This is longformer-base-4096 model fine-tuned on SQuAD v1 dataset for question answering task.
[Longformer](https://arxiv.org/abs/2004.05150) model created by Iz Beltagy, Matthew E. Peters, Arman Coha from AllenAI. As the paper explains it
> `Longformer` is a BERT-like model for long documents.
The pre-trained model can handle sequences with upto 4096 tokens.
## Model Training
This model was trained on google colab v100 GPU. You can find the fine-tuning colab here [](https://colab.research.google.com/drive/1zEl5D-DdkBKva-DdreVOmN0hrAfzKG1o?usp=sharing).

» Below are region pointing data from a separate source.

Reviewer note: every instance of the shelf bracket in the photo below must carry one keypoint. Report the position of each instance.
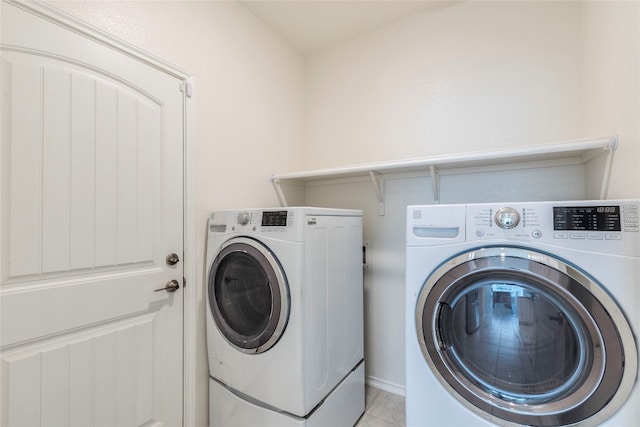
(378, 186)
(435, 183)
(278, 188)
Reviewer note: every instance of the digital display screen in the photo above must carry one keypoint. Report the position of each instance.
(274, 219)
(587, 218)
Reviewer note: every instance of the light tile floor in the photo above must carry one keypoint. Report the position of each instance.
(382, 409)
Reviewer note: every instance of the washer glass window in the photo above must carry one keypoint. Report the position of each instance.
(248, 295)
(521, 335)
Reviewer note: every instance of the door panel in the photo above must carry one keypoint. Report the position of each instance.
(92, 202)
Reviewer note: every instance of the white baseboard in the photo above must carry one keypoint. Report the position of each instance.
(385, 385)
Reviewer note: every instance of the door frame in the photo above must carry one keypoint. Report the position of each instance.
(62, 19)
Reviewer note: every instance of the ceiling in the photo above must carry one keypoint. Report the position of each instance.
(309, 25)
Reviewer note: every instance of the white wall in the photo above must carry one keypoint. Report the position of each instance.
(475, 76)
(471, 77)
(611, 85)
(248, 105)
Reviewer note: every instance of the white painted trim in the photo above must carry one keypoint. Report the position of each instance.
(385, 385)
(63, 19)
(72, 23)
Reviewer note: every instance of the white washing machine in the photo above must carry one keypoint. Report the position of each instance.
(523, 314)
(285, 317)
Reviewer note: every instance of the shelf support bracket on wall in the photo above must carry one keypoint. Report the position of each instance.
(609, 149)
(435, 187)
(281, 197)
(378, 186)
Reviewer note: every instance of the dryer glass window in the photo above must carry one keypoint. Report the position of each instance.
(521, 335)
(516, 341)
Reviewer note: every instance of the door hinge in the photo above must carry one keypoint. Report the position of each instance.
(187, 89)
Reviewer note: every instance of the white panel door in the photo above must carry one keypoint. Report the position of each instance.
(91, 172)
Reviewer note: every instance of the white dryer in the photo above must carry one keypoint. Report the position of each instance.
(285, 317)
(523, 314)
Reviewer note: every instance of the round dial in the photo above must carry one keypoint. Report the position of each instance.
(243, 218)
(507, 218)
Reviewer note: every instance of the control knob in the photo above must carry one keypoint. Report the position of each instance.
(244, 218)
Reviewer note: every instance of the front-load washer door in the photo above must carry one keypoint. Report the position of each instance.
(248, 295)
(523, 338)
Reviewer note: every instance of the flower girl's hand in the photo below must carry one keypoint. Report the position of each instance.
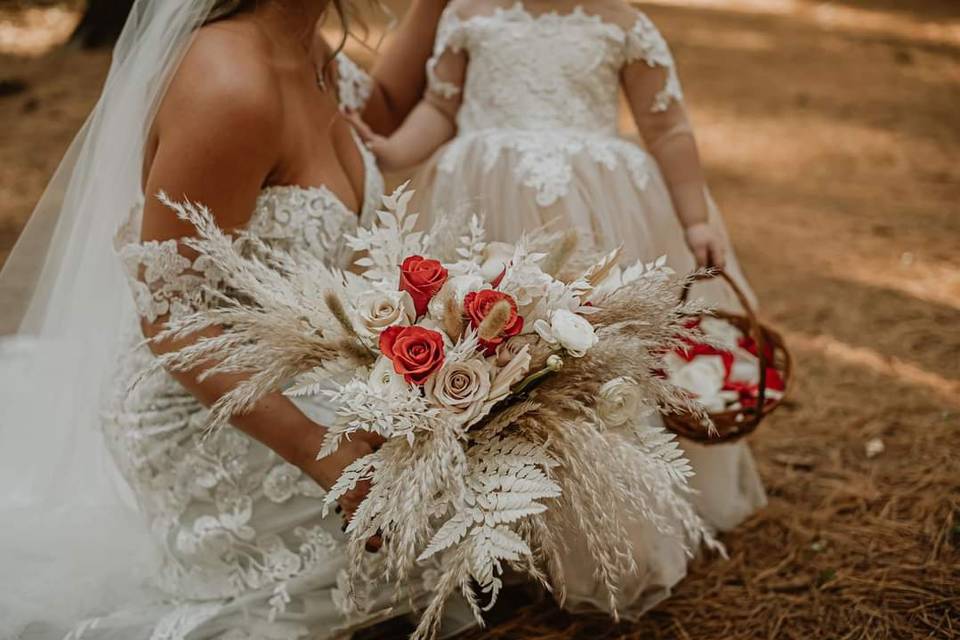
(378, 144)
(707, 245)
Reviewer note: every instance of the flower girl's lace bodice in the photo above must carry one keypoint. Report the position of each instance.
(230, 514)
(546, 86)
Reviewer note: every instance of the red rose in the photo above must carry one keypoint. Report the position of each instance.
(477, 304)
(421, 278)
(415, 352)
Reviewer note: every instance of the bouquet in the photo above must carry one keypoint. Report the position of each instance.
(516, 391)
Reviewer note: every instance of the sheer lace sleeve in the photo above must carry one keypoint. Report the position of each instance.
(445, 68)
(646, 46)
(166, 284)
(656, 101)
(354, 85)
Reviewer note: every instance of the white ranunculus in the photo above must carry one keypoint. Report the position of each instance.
(703, 378)
(745, 367)
(379, 309)
(572, 332)
(720, 333)
(457, 286)
(385, 379)
(510, 373)
(496, 257)
(461, 387)
(508, 350)
(608, 285)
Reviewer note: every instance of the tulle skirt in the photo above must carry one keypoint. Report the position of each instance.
(614, 194)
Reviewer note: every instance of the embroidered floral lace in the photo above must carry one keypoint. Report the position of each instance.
(212, 501)
(551, 98)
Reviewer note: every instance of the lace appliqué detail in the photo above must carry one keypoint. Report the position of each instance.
(311, 219)
(354, 85)
(546, 159)
(644, 42)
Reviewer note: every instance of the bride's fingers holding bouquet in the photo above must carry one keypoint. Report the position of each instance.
(706, 245)
(325, 472)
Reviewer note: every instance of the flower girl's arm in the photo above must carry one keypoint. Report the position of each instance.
(424, 131)
(656, 102)
(431, 123)
(400, 71)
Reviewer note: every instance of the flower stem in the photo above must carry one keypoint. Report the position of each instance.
(554, 364)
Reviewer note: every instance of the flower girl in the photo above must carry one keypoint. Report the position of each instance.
(522, 104)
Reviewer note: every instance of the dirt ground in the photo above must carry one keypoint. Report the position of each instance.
(831, 136)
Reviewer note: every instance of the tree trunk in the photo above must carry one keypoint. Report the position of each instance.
(102, 23)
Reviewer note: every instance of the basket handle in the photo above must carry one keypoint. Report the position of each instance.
(755, 330)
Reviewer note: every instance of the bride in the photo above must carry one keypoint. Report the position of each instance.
(236, 104)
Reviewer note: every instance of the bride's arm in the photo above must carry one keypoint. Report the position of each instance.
(200, 156)
(399, 73)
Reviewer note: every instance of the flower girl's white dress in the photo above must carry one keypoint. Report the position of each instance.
(537, 145)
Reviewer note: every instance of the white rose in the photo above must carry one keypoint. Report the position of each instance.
(619, 401)
(379, 309)
(497, 256)
(461, 387)
(384, 378)
(572, 332)
(457, 286)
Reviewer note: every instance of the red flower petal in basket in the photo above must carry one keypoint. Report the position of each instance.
(416, 352)
(700, 349)
(775, 380)
(422, 278)
(749, 344)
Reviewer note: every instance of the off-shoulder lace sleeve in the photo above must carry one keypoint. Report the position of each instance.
(165, 283)
(451, 40)
(645, 45)
(354, 85)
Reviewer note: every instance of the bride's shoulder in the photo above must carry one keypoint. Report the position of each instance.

Few things to keep in mind while training longformer for QA task,
by default longformer uses sliding-window local attention on all tokens. But For QA, all question tokens should have global attention. For more details on this please refer the paper. The `LongformerForQuestionAnswering` model automatically does that for you. To allow it to do that
1. The input sequence must have three sep tokens, i.e the sequence should be encoded like this
` <s> question</s></s> context</s>`. If you encode the question and answer as a input pair, then the tokenizer already takes care of that, you shouldn't worry about it.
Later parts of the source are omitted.